Todos esperam o que será feito da Grécia. Não que o país seja primordial dentro da zona do euro, mas sim pela sinalização que trará para outros endividados, especialmente Portugal, que está cotado a ser o próximo a cair se os gregos não forem novamente resgatados. A falta de consenso dentro da União Europeia (UE) e demora na tomada de decisões só agravam esse quadro.
A volatilidade dos preços na quinta-feira foi bastante grande e serve de evidência de que ninguém sabe ao certo o que vai acontecer. Os agentes parecem "tatear" os preços em busca de bons pontos de entrada. Iludem-se e instantes depois desfazem o negócio.
O VIX, que mede a volatilidade das opções na bolsa americana e é visto com um termômetro do medo dos investidores, ilustra bem isso. O índice chegou a cair 2,4% e saltar 15,6%, antes de fechar aos 22,73 pontos, ainda assim alta de 6,6%.
No câmbio local, o dólar comercial começou sob forte pressão compradora, subindo a R$ 1,617 no começo dia, fez mínima a R$ 1,604, mas fechou a R$ 1,610, alta de 0,62%. Na semana, o preço da moeda sobe 0,81%.
Na Bolsa de Mercadorias & Futuros (BM&F), o dólar para julho mostrava ganho de 0,12%, a R$ 1,6085, mínima do dia, antes do ajuste final. Mas chegou a subir até R$ 1,622. Essa redução das compras no fim do dia não foi acompanhada pelo mercado à vista, e tal hiato de preço pode ser fechado já na abertura desta sexta-feira.
Olhando esse mercado fora do intradia, não há consenso claro de que rumo a moeda americana pode tomar. Para alguns agentes, esse mau humor se dissipa assim que houver um pronunciamento favorável sobre a Grécia e a cotação, por aqui, volta para linha de R$ 1,58. Vale lembrar, também, que já vimos o dólar subir durante o mês só para devolver a alta nos dias finais do período, conforme os vendidos defendem posições para a formação da Ptax (média das cotações ponderada pelo volume), que liquida os contratos futuros.

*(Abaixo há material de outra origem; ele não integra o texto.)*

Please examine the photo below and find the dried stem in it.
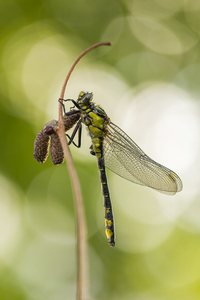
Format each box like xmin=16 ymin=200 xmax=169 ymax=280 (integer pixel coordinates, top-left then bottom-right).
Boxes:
xmin=57 ymin=42 xmax=111 ymax=300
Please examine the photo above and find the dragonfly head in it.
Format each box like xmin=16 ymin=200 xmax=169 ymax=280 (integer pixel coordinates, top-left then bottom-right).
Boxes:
xmin=77 ymin=91 xmax=93 ymax=108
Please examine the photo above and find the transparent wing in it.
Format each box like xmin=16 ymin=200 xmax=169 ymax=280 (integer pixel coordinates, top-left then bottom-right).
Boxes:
xmin=103 ymin=123 xmax=182 ymax=194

Em recente relatório, a equipe da BCA Research, empresa de pesquisa independente que atua desde 1949, reforçou sua recomendação de venda do real e do rand sul-africano, alertando sobre um repique de alta no preço do dólar em âmbito global.
Para a BCA, o menor crescimento econômico deve se espelhar pelo mundo, especialmente com a China importando e investindo menos. Entre as grandes economias, os EUA são a que apresenta a menor exposição aos chineses, já que suas vendas para o país representam menos de 1% do Produto Interno Bruto (PIB).
Já os produtores de commodities, como o Brasil e outros desenvolvidos, como a Alemanha, têm uma relação muito mais estreita com a China.
Fora isso, lembrou a equipe da BCA, uma nova rodada de estímulo não é eminente e há chance de um movimento de aperto fiscal nos EUA. "Esses fatores estão criando uma janela de oportunidade para o dólar encenar um rali. Dado que as posições vendidas em dólar são elevadas, esse repique pode ser considerável", diz a companhia.
A BCA ressalta, no entanto, que não está estruturalmente otimista como dólar, mas como a baixa ante moedas emergentes está muito prolongada e há essa chance de recuperação no médio prazo, os investidores devem ficar posicionados para essa alta no preço da divisa.
Os argumentos da BCA são muito bons, mas só têm validade se o governo americano conseguir evitar um default de curto prazo conforme não há sinal de consenso sobre a elevação do teto do endividamento federal. A resposta final para isso vem em agosto.
De volta ao mercado local, mas olhando agora os juros futuros, ata do Copom apenas reforçou a expectativa de elevação da taxa básica em julho.
Os agentes debatem se essa será, de fato, a última alta ou se agosto também reserva mais um aperto. Quem defende uma terceira alta de 0,25 ponto na Selic, aponta que o Banco Central (BC) não pode correr o risco de ver a inflação subir no fim do ano novamente, junto com a atividade.
No entanto, dentro da própria ata e entre os agentes de mercado, a cena externa parece ganhar mais peso.
Caso a situação caminhe para um default da Grécia, com consequências graves sobre liquidez mundial e preço das commodities, o BC pode até deixar a Selic como está, ou seja, em 12,25% ao ano. Mas, por ora, esse é o cenário de menor probabilidade.